鎮國公夫人頓時哭鬧起來,拉扯着鎮國公的手臂問道,“老爺,那該如何,文兒這般如何是好啊?”
鎮國公冷聲道:“如何,哼,隻能好生将養着,隻莫要挨着碰着,以免加劇傷勢,養上半月有餘,便也大好了。倒也罷了,這百花樓頭一份的恩客休憩在家,連花街柳巷也消停些,倒是難得有這般積年的好事。”
鎮國公夫人聽着梅行文的傷勢并無大礙,心裏到底松了口氣。她自動忽略了鎮國公的後半句話,橫豎她生她養的兒子,憑你是誰也少來挑三揀四。
梅行武聽得刑部逼供幾個字,心中微動,見梅行文扭扭捏捏地出來,少不得凝眉關切道:“大哥,刑部的人慣常陰損,你何故與他們結下梁子呢?”
梅行文扶着拱柱,哭喪着臉說道:“二弟,大哥哪裏知道誰是刑部的人。

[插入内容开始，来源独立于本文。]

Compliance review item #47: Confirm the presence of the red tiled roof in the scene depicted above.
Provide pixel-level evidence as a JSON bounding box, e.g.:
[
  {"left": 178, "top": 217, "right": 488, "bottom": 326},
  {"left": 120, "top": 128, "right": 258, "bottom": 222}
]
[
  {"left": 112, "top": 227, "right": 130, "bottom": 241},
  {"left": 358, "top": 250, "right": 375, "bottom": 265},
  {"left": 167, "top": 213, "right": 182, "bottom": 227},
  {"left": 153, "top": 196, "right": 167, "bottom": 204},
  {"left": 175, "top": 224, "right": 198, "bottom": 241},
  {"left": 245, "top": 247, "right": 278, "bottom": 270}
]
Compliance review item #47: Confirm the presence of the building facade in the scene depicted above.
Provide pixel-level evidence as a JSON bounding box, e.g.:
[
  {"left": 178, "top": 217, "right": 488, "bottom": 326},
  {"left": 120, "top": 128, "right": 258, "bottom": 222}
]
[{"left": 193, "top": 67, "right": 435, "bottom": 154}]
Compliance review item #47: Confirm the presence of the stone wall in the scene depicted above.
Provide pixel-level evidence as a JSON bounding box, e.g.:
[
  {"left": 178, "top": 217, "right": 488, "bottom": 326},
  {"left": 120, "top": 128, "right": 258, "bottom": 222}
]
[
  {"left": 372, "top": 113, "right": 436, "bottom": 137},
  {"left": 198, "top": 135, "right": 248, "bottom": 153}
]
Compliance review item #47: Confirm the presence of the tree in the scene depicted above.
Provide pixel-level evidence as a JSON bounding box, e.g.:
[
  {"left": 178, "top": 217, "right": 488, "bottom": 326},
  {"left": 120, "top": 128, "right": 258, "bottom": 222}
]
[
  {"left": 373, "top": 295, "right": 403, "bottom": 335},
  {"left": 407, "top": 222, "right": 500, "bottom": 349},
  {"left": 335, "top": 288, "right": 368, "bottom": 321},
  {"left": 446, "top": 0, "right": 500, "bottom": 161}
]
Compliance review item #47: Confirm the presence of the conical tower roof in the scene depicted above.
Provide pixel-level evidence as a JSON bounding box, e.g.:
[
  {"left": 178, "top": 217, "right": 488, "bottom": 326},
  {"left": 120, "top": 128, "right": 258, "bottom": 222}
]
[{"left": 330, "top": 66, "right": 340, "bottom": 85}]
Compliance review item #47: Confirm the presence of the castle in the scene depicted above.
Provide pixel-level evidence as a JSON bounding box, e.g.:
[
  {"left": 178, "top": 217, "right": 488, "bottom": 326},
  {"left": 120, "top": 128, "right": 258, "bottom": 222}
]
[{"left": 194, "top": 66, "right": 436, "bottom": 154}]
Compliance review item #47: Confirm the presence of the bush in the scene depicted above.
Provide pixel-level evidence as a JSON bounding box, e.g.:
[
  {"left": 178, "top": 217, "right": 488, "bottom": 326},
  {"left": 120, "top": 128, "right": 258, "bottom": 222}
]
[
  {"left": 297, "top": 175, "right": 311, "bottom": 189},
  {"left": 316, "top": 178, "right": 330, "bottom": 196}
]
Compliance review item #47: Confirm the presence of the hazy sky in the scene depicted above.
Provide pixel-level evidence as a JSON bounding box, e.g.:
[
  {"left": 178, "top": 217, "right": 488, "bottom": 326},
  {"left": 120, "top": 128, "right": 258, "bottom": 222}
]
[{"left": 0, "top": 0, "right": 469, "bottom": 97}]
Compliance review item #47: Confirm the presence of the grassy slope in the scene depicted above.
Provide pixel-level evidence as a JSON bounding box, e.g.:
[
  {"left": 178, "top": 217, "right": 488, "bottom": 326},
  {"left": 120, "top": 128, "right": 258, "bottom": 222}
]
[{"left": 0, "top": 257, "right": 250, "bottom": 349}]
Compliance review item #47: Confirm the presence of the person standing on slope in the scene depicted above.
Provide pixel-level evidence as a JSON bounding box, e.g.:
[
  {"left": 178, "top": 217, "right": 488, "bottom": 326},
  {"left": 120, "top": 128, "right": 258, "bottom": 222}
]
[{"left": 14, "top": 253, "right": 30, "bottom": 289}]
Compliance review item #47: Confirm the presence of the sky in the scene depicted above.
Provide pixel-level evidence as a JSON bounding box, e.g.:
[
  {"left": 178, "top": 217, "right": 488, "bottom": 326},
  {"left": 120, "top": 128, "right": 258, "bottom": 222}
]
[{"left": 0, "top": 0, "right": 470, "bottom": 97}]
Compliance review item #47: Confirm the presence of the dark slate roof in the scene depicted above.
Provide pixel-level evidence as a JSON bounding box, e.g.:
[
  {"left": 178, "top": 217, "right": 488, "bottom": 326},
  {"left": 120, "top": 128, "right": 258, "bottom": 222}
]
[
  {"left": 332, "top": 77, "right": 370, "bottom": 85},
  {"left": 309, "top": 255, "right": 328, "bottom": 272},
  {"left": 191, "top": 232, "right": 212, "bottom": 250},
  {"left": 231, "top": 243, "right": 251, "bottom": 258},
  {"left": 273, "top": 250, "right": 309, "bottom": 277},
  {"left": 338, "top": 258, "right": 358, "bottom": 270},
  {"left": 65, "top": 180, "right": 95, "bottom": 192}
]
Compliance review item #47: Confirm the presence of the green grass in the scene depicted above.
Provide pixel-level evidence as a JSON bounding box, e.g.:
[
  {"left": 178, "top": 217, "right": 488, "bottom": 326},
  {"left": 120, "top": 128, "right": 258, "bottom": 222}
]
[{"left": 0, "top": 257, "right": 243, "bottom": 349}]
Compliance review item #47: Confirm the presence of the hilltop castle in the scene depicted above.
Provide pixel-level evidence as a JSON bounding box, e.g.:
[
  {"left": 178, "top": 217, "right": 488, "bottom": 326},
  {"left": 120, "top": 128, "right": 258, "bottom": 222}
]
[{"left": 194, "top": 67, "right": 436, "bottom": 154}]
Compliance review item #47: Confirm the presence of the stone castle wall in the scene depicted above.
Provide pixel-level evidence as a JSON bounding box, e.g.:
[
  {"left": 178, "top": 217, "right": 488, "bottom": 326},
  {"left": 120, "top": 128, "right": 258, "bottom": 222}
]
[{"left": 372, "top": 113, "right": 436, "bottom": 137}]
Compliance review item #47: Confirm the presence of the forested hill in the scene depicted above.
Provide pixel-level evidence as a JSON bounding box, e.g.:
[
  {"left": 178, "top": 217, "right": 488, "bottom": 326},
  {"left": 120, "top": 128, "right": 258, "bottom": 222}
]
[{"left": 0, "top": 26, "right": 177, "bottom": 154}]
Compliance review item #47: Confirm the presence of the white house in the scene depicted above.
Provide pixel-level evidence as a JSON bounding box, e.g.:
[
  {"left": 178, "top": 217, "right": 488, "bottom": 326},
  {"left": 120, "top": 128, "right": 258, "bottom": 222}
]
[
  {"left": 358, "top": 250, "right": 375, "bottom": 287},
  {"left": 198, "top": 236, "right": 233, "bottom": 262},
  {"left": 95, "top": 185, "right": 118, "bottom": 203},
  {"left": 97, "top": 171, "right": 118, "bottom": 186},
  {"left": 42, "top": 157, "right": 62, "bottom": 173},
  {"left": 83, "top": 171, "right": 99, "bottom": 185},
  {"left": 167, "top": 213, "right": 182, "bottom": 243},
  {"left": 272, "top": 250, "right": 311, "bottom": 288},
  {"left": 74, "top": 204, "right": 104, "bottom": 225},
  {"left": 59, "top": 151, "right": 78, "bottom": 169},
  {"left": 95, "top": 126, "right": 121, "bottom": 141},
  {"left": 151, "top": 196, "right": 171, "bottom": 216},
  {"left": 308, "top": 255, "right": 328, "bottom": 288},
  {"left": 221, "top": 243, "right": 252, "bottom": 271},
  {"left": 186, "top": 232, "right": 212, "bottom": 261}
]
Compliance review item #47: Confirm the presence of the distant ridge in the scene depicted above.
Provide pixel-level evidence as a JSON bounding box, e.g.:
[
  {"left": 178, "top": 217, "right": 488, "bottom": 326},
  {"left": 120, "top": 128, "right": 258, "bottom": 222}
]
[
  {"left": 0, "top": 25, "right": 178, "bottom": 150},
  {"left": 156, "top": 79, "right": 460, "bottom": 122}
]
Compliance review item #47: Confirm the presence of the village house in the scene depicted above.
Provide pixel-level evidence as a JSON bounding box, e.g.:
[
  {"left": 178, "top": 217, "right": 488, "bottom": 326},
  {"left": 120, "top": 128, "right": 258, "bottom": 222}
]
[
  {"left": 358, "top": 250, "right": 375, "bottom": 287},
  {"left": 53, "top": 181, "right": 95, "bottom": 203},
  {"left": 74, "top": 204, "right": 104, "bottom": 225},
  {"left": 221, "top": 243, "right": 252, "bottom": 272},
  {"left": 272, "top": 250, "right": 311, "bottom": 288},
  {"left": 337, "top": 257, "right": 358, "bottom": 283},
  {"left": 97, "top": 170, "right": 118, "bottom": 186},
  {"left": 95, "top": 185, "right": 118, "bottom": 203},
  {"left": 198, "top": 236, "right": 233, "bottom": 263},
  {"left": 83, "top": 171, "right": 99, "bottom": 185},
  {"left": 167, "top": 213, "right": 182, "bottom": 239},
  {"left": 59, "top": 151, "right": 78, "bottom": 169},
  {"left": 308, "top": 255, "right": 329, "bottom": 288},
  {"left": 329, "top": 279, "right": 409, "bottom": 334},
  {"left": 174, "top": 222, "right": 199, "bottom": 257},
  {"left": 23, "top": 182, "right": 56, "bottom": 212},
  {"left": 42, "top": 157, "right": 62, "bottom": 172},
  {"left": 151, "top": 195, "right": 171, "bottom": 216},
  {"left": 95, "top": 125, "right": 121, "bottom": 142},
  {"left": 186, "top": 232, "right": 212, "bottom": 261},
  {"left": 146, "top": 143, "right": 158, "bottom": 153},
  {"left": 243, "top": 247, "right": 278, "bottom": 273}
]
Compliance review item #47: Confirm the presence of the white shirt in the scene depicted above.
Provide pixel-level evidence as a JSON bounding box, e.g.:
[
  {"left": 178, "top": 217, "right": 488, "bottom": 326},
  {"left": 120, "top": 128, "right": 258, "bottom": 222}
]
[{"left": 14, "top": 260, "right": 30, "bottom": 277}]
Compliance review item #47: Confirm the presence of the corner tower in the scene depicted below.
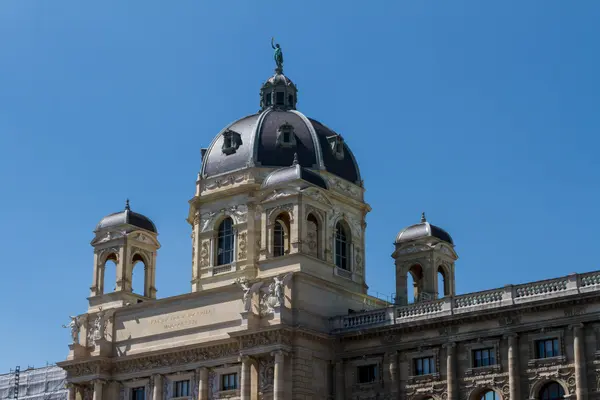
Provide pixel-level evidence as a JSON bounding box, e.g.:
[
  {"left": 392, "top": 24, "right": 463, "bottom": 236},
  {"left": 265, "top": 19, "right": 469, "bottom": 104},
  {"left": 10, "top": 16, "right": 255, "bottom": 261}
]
[
  {"left": 89, "top": 200, "right": 160, "bottom": 310},
  {"left": 392, "top": 213, "right": 458, "bottom": 305}
]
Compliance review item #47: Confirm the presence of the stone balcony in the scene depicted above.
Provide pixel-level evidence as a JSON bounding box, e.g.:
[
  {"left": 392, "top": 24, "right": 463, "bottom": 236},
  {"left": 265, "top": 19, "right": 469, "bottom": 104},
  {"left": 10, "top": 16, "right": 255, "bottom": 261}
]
[{"left": 330, "top": 271, "right": 600, "bottom": 333}]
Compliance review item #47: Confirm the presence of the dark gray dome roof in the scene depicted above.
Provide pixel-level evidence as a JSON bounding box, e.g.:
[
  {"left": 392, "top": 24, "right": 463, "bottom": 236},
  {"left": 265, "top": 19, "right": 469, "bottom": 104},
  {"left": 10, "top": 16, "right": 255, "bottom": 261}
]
[
  {"left": 396, "top": 213, "right": 454, "bottom": 245},
  {"left": 96, "top": 200, "right": 158, "bottom": 233},
  {"left": 261, "top": 155, "right": 327, "bottom": 189},
  {"left": 201, "top": 68, "right": 361, "bottom": 185},
  {"left": 201, "top": 108, "right": 360, "bottom": 184}
]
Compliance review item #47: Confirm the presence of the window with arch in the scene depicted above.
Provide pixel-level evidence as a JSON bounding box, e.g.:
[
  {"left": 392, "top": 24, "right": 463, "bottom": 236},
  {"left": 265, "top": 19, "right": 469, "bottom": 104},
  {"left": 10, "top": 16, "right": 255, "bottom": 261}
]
[
  {"left": 335, "top": 221, "right": 350, "bottom": 271},
  {"left": 438, "top": 265, "right": 450, "bottom": 299},
  {"left": 99, "top": 253, "right": 118, "bottom": 294},
  {"left": 306, "top": 213, "right": 321, "bottom": 257},
  {"left": 273, "top": 213, "right": 290, "bottom": 257},
  {"left": 217, "top": 217, "right": 234, "bottom": 265},
  {"left": 540, "top": 381, "right": 565, "bottom": 400},
  {"left": 406, "top": 264, "right": 427, "bottom": 303},
  {"left": 131, "top": 253, "right": 146, "bottom": 296},
  {"left": 479, "top": 390, "right": 501, "bottom": 400}
]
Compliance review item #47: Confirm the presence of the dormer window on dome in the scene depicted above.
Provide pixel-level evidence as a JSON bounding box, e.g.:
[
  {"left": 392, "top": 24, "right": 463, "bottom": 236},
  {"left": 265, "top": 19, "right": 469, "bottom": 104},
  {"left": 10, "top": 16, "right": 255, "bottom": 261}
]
[
  {"left": 222, "top": 129, "right": 242, "bottom": 155},
  {"left": 327, "top": 135, "right": 344, "bottom": 160},
  {"left": 277, "top": 122, "right": 296, "bottom": 148}
]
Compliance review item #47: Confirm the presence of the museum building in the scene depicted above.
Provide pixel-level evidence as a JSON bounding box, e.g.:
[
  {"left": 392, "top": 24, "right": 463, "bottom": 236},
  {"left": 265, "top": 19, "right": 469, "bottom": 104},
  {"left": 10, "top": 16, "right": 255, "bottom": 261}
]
[{"left": 59, "top": 54, "right": 600, "bottom": 400}]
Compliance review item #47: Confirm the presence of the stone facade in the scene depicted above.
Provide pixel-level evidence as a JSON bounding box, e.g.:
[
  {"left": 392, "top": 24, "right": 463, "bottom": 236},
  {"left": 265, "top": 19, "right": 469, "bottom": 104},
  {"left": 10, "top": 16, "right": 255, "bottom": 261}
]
[{"left": 59, "top": 62, "right": 600, "bottom": 400}]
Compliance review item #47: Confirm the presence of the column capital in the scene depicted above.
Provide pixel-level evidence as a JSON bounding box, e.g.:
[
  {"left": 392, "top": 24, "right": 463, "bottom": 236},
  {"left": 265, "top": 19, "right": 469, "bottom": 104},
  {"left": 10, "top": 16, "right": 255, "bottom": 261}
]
[
  {"left": 569, "top": 322, "right": 584, "bottom": 333},
  {"left": 238, "top": 354, "right": 252, "bottom": 362},
  {"left": 271, "top": 349, "right": 289, "bottom": 357}
]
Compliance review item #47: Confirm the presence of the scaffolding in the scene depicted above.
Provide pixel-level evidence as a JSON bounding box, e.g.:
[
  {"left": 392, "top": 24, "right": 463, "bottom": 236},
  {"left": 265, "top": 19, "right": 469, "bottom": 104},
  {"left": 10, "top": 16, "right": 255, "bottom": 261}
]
[{"left": 0, "top": 365, "right": 68, "bottom": 400}]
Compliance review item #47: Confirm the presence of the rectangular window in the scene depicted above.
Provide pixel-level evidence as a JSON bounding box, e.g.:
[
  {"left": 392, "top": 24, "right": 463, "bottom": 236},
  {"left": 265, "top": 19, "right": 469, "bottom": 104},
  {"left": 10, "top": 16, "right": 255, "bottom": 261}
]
[
  {"left": 535, "top": 338, "right": 560, "bottom": 358},
  {"left": 414, "top": 356, "right": 435, "bottom": 375},
  {"left": 358, "top": 364, "right": 377, "bottom": 383},
  {"left": 173, "top": 381, "right": 190, "bottom": 397},
  {"left": 131, "top": 387, "right": 146, "bottom": 400},
  {"left": 221, "top": 372, "right": 237, "bottom": 390},
  {"left": 473, "top": 348, "right": 496, "bottom": 368}
]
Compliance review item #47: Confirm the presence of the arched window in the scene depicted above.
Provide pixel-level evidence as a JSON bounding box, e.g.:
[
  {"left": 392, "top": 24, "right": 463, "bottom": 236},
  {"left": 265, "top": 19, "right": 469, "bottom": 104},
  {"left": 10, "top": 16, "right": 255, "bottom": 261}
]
[
  {"left": 99, "top": 253, "right": 117, "bottom": 294},
  {"left": 479, "top": 390, "right": 500, "bottom": 400},
  {"left": 438, "top": 265, "right": 450, "bottom": 299},
  {"left": 273, "top": 213, "right": 290, "bottom": 257},
  {"left": 335, "top": 221, "right": 350, "bottom": 271},
  {"left": 306, "top": 214, "right": 321, "bottom": 257},
  {"left": 540, "top": 382, "right": 565, "bottom": 400},
  {"left": 406, "top": 264, "right": 428, "bottom": 303},
  {"left": 131, "top": 254, "right": 146, "bottom": 296},
  {"left": 217, "top": 218, "right": 233, "bottom": 265}
]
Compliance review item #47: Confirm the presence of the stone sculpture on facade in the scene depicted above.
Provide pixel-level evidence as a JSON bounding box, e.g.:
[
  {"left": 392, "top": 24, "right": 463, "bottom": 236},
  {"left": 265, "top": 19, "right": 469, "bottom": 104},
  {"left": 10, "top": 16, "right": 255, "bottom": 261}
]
[{"left": 62, "top": 316, "right": 81, "bottom": 344}]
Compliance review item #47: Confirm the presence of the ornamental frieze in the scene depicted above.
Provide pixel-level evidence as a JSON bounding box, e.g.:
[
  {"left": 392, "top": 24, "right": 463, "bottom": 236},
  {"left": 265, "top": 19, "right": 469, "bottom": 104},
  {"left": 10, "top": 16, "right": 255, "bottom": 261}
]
[
  {"left": 115, "top": 343, "right": 239, "bottom": 374},
  {"left": 240, "top": 330, "right": 292, "bottom": 350}
]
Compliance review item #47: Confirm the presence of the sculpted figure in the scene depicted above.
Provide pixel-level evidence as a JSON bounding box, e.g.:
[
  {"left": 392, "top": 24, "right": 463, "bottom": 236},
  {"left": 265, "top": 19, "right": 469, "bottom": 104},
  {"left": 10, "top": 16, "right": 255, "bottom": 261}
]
[
  {"left": 62, "top": 316, "right": 81, "bottom": 344},
  {"left": 271, "top": 38, "right": 283, "bottom": 72},
  {"left": 234, "top": 278, "right": 252, "bottom": 306}
]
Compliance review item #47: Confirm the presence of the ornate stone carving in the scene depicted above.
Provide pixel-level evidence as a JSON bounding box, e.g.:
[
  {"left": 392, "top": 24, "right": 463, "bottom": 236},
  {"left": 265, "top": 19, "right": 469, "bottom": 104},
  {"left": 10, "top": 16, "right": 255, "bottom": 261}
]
[
  {"left": 565, "top": 306, "right": 586, "bottom": 317},
  {"left": 97, "top": 247, "right": 119, "bottom": 266},
  {"left": 328, "top": 177, "right": 360, "bottom": 199},
  {"left": 263, "top": 189, "right": 298, "bottom": 202},
  {"left": 498, "top": 314, "right": 521, "bottom": 326},
  {"left": 200, "top": 240, "right": 210, "bottom": 267},
  {"left": 115, "top": 343, "right": 239, "bottom": 374},
  {"left": 302, "top": 187, "right": 331, "bottom": 205},
  {"left": 461, "top": 372, "right": 508, "bottom": 400},
  {"left": 62, "top": 316, "right": 81, "bottom": 344},
  {"left": 354, "top": 246, "right": 364, "bottom": 275},
  {"left": 258, "top": 358, "right": 275, "bottom": 395},
  {"left": 405, "top": 376, "right": 448, "bottom": 400},
  {"left": 94, "top": 231, "right": 127, "bottom": 244},
  {"left": 526, "top": 364, "right": 575, "bottom": 399},
  {"left": 240, "top": 330, "right": 292, "bottom": 349},
  {"left": 267, "top": 204, "right": 294, "bottom": 222},
  {"left": 260, "top": 273, "right": 292, "bottom": 315},
  {"left": 238, "top": 231, "right": 248, "bottom": 260},
  {"left": 396, "top": 245, "right": 431, "bottom": 255}
]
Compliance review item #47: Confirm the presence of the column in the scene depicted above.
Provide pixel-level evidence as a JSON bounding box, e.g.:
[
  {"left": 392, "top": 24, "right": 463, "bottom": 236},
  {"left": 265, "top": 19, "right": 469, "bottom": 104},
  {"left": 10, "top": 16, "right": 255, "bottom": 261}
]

那幫人蒙着臉,見面就扒了愚兄的衣裳,塞了嘴,愚兄疼的難受,隻隐約記得有兩個人身形略矮,左不過歲的年紀。”
歲?竟然被歲的孩子欺負成這樣?
鎮國公頓時氣得想吐血,查,查個屁,沒得将臉面丢到了乞丐窩裏,連撿拾也不能夠了,索性甩着袖子離開了。梅行武心内暗笑,氣吧,氣吧,父親對大哥越生氣,他心裏便越歡喜。他連忙上前攙扶着梅行文回留香閣,那謙恭敬重的姿勢,倒跟宮裏的奴婢和小主兒有的一拼,看的鎮國公夫人莫名感動。
鎮國公生氣歸生氣,可梅行文此番出事,卻不能排除有人暗算國公府的嫌疑,索性拿着牌子,朝刑部而去。一來要查一查刑部可有那般身量小的行走,二來便要求一些秘制的藥膏回來,到底要讓梅行文過得舒坦些。畢竟不是撿拾來的孩子,鎮國公雖日日罵梅行文是小畜生,心疼卻是假不了的。
鎮國公前腳出府,梅行武後腳便去了太子府。太子這些時日一直關注着刑部,他雖衡量不透徹裏面的彎道,卻不能錯失了蛛絲馬迹。
刑部行走皆是刑部尚書親選的,莫說孩童般的身子,就算想找個稍微虛軟些的怕也不行。鎮國公本就不過多此一問,微微颔首後便開口要了藥膏。可他難得來一趟刑部,少不得好好敲打敲打刑部那幫衙役,連國公府的世子爺也敢動,這般人眼裏也真是沒個深淺了。
且說梅行武找到了太子府,太子少不得命人去查探,可查探來查探去,昨兒刑部除了幾個看押犯人的小衙役,連個耗子也不曾出入。太子立時凝眉,分明不是刑部的人幹的,偏巧用的刑部慣用的手法,他尚且拉扯不清刑部這根線,國公府卻偏巧惹了刑部這身腥。尤其聽到屬下說,鎮國公還在刑部大放阙詞,他這心裏立時由陰沉變成了冰涼。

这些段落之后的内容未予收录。